# Heater Venting



## Yianni (Aug 30, 2006)

When the heater is running, should hot air be discharging from both exhaust ports or just one?
I was running the heater today and felt air coming from only the lower port and it made me realize 
I've never checked to see if it comes from both. The inside of the trailer was heating very nicely.

Thanks


----------



## jdpm (Apr 12, 2007)

The port that says HOT on it is the exhaust and the other prot is the intake. NEVER cover either port while the unit is running. What you are seeing is perfectly normal and since its heating nicely, sounds like all is OK. pcm


----------



## Yianni (Aug 30, 2006)

jdpm said:


> The port that says HOT on it is the exhaust and the other prot is the intake. NEVER cover either port while the unit is running. What you are seeing is perfectly normal and since its heating nicely, sounds like all is OK. pcm


Thanks,
Thats what I thought. When I first bought the trailer I put the dome shaped bug screens on the ports so I did not see the hot warning, but now that you mention it I do remember seeing it.

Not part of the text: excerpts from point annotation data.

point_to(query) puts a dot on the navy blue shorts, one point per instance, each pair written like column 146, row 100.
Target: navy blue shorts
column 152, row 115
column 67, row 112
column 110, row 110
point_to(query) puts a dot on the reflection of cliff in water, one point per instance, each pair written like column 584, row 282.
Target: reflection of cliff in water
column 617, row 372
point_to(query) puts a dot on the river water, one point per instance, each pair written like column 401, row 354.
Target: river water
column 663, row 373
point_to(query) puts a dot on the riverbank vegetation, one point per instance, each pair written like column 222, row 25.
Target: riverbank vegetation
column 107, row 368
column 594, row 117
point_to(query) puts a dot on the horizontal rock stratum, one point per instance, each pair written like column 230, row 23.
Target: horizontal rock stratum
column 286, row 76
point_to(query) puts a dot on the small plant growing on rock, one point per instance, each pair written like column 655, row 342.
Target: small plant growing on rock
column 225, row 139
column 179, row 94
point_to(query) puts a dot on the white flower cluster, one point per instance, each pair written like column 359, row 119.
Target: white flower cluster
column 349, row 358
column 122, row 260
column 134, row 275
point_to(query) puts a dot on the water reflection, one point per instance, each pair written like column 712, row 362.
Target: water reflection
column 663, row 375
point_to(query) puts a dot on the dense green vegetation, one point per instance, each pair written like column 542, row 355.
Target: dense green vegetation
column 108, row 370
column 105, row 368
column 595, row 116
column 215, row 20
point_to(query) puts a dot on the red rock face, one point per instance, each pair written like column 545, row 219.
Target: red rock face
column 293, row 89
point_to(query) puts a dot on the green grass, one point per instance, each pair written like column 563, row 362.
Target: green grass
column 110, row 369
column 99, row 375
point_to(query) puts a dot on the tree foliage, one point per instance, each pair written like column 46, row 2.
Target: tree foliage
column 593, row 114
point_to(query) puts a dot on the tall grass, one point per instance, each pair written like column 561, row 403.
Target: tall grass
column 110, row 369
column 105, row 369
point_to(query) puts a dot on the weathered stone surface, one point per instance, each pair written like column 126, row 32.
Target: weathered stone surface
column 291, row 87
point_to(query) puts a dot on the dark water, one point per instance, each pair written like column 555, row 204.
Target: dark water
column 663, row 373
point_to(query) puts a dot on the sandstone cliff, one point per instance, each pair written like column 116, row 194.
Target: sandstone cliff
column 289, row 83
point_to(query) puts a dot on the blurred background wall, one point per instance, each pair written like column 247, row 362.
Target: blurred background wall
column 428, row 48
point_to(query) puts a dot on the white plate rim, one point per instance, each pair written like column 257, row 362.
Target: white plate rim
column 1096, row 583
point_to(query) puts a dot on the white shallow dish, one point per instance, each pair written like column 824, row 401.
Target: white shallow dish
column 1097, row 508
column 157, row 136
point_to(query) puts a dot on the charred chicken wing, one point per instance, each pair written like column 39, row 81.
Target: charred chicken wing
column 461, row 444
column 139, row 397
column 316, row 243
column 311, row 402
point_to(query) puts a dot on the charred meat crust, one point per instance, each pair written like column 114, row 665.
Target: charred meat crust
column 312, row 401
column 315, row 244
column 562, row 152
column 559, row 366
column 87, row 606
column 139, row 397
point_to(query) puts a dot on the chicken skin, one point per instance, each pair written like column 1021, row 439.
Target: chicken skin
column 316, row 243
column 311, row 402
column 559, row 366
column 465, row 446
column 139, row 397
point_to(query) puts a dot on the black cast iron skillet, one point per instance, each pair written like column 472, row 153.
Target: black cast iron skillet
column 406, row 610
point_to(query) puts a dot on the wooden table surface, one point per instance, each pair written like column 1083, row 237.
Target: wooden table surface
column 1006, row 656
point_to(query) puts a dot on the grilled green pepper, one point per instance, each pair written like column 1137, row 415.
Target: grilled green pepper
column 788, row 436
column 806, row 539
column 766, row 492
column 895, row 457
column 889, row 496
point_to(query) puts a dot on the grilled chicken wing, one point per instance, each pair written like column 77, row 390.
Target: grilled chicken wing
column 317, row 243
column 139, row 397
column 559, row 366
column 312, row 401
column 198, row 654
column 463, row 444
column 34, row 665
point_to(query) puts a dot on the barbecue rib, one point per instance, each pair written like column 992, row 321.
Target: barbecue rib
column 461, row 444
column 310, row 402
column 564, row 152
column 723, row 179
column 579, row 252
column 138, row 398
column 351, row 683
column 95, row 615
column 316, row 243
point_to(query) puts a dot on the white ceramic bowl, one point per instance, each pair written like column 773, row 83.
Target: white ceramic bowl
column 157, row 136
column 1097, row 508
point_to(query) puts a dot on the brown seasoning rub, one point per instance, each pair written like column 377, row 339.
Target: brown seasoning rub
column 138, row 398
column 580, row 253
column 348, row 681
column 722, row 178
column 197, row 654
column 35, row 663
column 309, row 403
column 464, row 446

Thanks again for the help.


----------



## Oregon_Camper (Sep 13, 2004)

Yianni said:


> The port that says HOT on it is the exhaust and the other prot is the intake. NEVER cover either port while the unit is running. What you are seeing is perfectly normal and since its heating nicely, sounds like all is OK. pcm


Thanks,
Thats what I thought. When I first bought the trailer I put the dome shaped bug screens on the ports so I did not see the hot warning, but now that you mention it I do remember seeing it.

Thanks again for the help.
[/quote]

Great...another happy Outbacker!!


----------